Different forms of community

One of my best friends, Mirjam, has often told me that I taught her you don’t need to live together to be part of a community. This makes me smile because I don’t actually remember having ever said this to her, but I find it a very helpful lesson myself.

Community looks different for everyone: some people live in intentional communities full time, but most of us use a combination of different forms of relationships and connections to make our own ‘village’ – through family and friends, voluntary groups, colleagues, shared hobbies and via those who live close by.

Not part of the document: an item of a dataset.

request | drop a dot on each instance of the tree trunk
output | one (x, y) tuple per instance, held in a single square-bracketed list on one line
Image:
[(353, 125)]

There are many options and no right or wrong way, but having some sense of community is undoubtedly good for us. And the big life transition of parenting has shown me just how important it is not only to have others in our lives, but to rely on those that we care about.

Deep gratitude to those in my village

I truly believe that it takes a village to raise a child. I know I am very lucky to have access to such a big community of people offering love and support to me, my partner and my daughter. I am deeply grateful to my family, my partner’s family and all of our lovely friends. We honestly could not do this without you all, so thank you so much.

My partner Thijs, Lilly and me

Image used at the top of post is a mural designed by artist Betni Kalk.